Shock and Awe: Sacubitril/Valsartan for Severe HF Safely Started in ICU in Early Cases

September 17, 2019

PHILADELPHIA — Even the sickest of patients with acute heart failure (HF) can be safely started on sacubitril/valsartan (Entresto, Novartis) in the intensive-care unit (ICU) as part of their careful transition from IV vasodilators and inotropes to oral therapy, suggests an early experience of fewer than 2 dozen cases.

Despite concerns that some patients can develop hypotension when starting on sacubitril/valsartan, 17 of the 22 patients in whom the strategy was attempted tolerated the drug and left the ICU on 1 of its 3 standard dosage levels.

Dr Trejeeve Martyn

The total group's cardiac index (CI) averaged 1.67 L/min/m2 before initiation of sacubitril/valsartan, "which is quite low, 2.2 being our cut-off for cardiogenic shock," observed Trejeeve Martyn, MD, Cleveland Clinic, Ohio, speaking to | Medscape Cardiology.

"When they left the ICU, on average they had a significant improvement," to 2.43 L/min/m2, said Martyn, who presented the experience here at the Heart Failure Society of America (HFSA) 23rd Annual Scientific Meeting.

The 22 patients included some who were in cardiogenic shock from an acute myocardial infarction (MI) along with others with chronic HF who were hospitalized with a severe acute exacerbation.

Changes in hemodynamics in the 10 patients with chronic HF were followed during transition from IV to oral meds using a Swan-Ganz pulmonary artery (PA) catheter.  

Their average mean arterial pressure (MAP) dropped only about 9% from before to after initiation of sacubitril/valsartan, while other hemodynamic measures improved.

"Oral vasodilators are the goal for patients in cardiogenic shock on IV drugs," noted Dmitry M. Yaranov, MD, Cleveland Clinic, who presented hemodynamic data for the 10 patients in a separate report at the HFSA sessions.

Dr Dmitri Yaranov

The vasodilators of choice in the ICU are usually ACE inhibitors or angiotensin-receptor blockers (ARBs), hydralazine, or isosorbide dinitrate, Yaranov said in an interview. "This, to our knowledge, is the first reported experience with Entresto" and represents "a completely off-label use. It's not in the guidelines."
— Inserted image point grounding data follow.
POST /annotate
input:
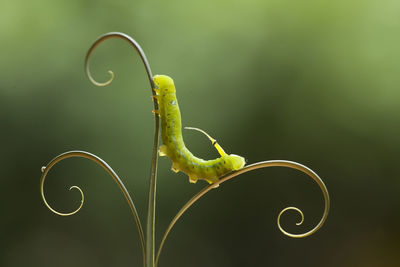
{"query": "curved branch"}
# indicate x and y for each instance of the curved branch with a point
(132, 42)
(150, 229)
(102, 163)
(259, 165)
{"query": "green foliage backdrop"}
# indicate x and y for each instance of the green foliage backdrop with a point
(316, 82)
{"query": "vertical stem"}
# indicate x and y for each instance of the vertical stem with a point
(150, 229)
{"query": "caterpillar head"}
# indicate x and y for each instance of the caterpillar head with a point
(236, 161)
(164, 83)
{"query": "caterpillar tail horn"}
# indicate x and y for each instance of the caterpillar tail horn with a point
(213, 141)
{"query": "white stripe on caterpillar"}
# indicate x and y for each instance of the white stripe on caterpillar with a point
(174, 147)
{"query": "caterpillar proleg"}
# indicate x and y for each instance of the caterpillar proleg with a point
(174, 147)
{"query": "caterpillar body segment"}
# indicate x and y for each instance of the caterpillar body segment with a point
(173, 146)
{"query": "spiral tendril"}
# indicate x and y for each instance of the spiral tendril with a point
(122, 36)
(259, 165)
(82, 154)
(299, 223)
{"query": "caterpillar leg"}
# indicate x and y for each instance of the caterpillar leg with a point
(211, 181)
(163, 150)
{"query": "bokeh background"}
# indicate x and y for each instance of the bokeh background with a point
(315, 82)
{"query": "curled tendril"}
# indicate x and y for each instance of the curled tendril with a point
(131, 41)
(150, 229)
(259, 165)
(102, 163)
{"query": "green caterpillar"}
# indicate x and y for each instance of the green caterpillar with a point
(174, 147)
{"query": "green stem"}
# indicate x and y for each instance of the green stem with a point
(151, 217)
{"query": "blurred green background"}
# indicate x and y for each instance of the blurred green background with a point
(315, 82)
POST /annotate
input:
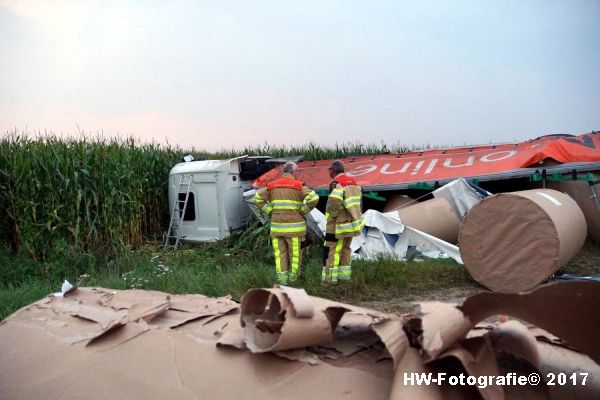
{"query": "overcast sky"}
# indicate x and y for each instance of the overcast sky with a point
(219, 74)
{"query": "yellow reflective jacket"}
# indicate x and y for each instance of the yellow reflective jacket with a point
(286, 201)
(343, 211)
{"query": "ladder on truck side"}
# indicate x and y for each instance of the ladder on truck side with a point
(173, 236)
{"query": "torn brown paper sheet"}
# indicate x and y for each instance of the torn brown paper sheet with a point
(132, 344)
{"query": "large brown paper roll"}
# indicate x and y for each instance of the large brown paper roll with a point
(435, 217)
(585, 196)
(512, 242)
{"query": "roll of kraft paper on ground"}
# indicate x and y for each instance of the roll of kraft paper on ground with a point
(512, 242)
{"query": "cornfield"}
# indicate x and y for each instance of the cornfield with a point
(93, 195)
(99, 194)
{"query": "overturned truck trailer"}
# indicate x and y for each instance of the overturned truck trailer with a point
(216, 207)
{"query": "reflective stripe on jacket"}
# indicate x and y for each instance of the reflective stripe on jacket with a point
(286, 201)
(343, 211)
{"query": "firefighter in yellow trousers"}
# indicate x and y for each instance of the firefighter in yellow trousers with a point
(344, 221)
(286, 201)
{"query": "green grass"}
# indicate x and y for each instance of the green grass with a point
(230, 268)
(213, 270)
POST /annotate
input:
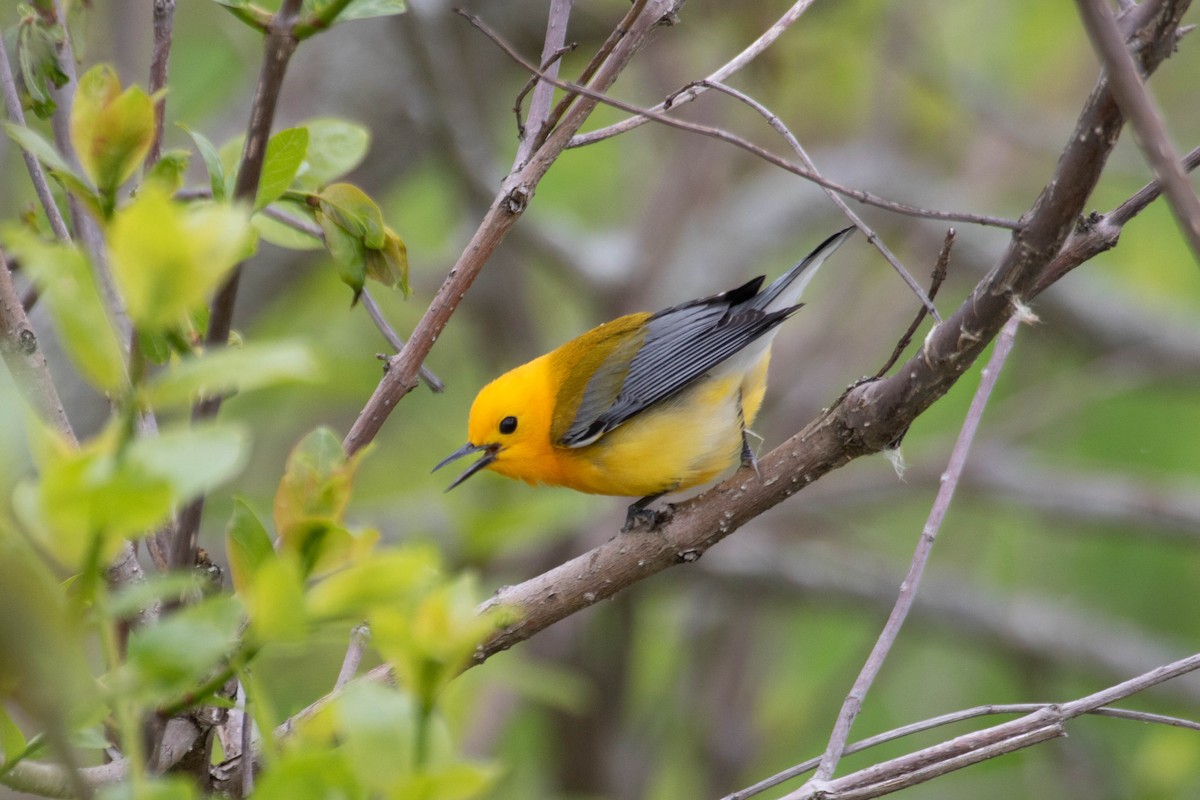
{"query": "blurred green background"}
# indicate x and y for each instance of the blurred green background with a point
(1071, 557)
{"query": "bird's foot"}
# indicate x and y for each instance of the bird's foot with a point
(640, 517)
(748, 457)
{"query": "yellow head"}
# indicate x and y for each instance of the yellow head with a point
(510, 425)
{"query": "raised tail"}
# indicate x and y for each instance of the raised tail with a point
(787, 288)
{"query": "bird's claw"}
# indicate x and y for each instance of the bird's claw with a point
(640, 517)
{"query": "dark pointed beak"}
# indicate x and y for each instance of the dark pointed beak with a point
(490, 452)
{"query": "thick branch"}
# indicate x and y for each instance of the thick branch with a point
(874, 415)
(1147, 122)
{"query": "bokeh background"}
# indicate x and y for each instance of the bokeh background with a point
(1071, 558)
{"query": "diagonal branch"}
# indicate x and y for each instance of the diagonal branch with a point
(516, 192)
(921, 558)
(696, 89)
(1147, 122)
(876, 413)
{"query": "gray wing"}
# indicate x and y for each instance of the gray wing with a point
(681, 344)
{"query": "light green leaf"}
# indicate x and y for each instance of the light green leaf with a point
(376, 726)
(41, 71)
(335, 148)
(192, 459)
(154, 588)
(77, 311)
(275, 601)
(365, 8)
(348, 253)
(353, 210)
(168, 172)
(111, 130)
(167, 258)
(211, 162)
(285, 154)
(37, 146)
(12, 740)
(222, 371)
(389, 265)
(247, 546)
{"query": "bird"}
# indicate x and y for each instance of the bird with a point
(643, 405)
Sacubitril/valsartan, the lone approved member of the angiotensin receptor–neprilysin inhibitor (ARNI) drug class, is a conjoined complex of the two agents making up its name. It was approved as an alternative to ACE inhibitors or ARBs in patients with chronic HF based largely on mortality outcomes in the PARADIGM-HF comparison with enalapril.

Later, in the PIONEER-HF trial, the drug was successfully initiated predischarge in HF patients who had been stabilized after an acute decompensation. Levels of the biomarker N-terminal pro-B-type natriuretic peptide (NT-proBNP) fell significantly over 8 weeks in those patients compared with others who had been started on the ACE inhibitor.
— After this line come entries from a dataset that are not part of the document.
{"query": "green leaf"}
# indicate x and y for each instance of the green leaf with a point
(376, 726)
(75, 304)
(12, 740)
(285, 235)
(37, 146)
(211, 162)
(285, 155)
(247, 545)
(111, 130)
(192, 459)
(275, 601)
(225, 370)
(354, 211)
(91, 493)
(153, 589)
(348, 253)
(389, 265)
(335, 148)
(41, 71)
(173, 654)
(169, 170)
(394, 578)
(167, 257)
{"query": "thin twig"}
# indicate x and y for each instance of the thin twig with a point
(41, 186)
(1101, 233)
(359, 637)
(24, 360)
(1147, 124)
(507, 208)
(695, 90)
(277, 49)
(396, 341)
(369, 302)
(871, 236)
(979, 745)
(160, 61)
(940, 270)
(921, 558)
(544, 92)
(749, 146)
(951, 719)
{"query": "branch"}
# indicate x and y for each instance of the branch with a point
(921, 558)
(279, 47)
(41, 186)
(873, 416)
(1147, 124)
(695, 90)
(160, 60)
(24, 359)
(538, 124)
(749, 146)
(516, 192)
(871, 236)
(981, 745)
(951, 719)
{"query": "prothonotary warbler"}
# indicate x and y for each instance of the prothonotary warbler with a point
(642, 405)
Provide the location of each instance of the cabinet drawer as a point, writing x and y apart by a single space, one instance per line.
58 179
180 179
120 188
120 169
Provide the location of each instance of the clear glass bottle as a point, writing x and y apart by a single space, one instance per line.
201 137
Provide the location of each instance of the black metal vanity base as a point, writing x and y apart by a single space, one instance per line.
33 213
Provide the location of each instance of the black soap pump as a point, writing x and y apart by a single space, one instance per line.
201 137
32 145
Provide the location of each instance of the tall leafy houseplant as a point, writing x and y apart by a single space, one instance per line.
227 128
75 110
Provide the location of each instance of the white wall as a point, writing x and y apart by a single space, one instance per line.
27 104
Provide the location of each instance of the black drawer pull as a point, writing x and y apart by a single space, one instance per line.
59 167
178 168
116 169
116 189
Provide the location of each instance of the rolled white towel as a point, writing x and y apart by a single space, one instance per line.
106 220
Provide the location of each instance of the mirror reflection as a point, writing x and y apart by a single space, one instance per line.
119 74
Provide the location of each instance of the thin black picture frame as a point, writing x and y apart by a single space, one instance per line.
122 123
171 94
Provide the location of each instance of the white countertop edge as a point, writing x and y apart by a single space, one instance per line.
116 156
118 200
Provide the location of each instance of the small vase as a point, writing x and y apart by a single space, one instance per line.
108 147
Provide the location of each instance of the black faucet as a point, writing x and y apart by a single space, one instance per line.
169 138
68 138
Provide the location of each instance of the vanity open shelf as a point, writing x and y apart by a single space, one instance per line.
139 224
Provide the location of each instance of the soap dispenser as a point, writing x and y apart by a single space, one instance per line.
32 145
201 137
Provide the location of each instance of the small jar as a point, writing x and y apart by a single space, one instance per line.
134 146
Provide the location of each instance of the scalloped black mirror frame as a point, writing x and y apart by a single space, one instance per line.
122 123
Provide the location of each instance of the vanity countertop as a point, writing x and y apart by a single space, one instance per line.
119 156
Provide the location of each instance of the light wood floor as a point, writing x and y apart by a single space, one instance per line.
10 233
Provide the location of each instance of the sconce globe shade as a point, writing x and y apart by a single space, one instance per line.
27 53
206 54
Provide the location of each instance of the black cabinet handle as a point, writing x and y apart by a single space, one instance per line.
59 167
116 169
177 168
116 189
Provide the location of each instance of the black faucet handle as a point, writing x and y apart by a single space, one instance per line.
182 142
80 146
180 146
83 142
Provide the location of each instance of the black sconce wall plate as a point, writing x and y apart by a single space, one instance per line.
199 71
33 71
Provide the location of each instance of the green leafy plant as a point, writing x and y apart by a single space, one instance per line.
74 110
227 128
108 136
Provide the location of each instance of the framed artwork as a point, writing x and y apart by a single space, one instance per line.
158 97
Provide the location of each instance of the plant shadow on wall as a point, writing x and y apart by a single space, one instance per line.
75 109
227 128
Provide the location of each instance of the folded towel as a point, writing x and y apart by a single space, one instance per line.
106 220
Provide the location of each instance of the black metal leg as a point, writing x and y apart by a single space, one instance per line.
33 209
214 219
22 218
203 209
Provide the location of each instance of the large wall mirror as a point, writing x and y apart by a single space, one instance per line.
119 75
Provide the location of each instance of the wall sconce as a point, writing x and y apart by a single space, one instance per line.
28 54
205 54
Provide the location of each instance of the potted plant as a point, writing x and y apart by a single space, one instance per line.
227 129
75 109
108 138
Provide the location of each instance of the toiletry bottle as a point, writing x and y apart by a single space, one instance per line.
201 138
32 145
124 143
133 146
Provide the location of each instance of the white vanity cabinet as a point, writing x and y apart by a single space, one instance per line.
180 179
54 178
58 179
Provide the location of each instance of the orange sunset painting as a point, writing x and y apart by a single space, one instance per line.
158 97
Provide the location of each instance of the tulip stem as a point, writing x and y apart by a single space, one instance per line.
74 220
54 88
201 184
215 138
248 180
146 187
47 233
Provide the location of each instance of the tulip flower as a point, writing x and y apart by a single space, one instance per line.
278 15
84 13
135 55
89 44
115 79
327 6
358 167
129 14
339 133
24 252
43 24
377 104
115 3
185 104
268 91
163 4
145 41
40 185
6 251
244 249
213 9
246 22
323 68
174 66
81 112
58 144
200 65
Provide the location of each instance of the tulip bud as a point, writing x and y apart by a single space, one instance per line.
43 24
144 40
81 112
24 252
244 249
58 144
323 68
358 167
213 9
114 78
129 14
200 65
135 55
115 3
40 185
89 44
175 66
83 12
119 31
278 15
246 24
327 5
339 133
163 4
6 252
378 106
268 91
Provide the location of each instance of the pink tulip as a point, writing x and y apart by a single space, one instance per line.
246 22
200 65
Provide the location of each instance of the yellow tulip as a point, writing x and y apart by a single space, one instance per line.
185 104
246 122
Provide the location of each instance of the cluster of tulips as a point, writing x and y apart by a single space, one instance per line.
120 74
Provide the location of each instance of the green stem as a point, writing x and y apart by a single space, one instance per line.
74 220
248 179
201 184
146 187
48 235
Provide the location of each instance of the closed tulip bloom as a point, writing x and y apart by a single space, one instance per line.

The 22 patients in the current analyses definitely had more severe disease than was permitted in the major sacubitril/valsartan randomized trials, Mark H. Drazner, MD, University of Texas Southwestern Medical Center, Dallas, told | Medscape Cardiology.

Dr Mark Drazner

"They extended the drug into a population that wasn't previously well studied," observed Drazner, who isn't connected with the two reports. The question was, where in the continuum of HF severity and acuity is the earliest time patients will tolerate sacubitril/valsartan?

The current study, he said, "moved it from the hospitalized patient in PIONEER-HF to the hospitalized patient who is on parenteral therapy in the ICU with a Swan. It's inching it further along to sicker and sicker patients."

Use of Swan-Ganz PA pressure readings in the ICU to guide a patient's transition from IV vasodilators and inotropic agents to oral vasodilators such as captopril, nitrates, or hydralazine — sometimes called tailored therapy — has been advocated for at least 20 years, Drazner noted.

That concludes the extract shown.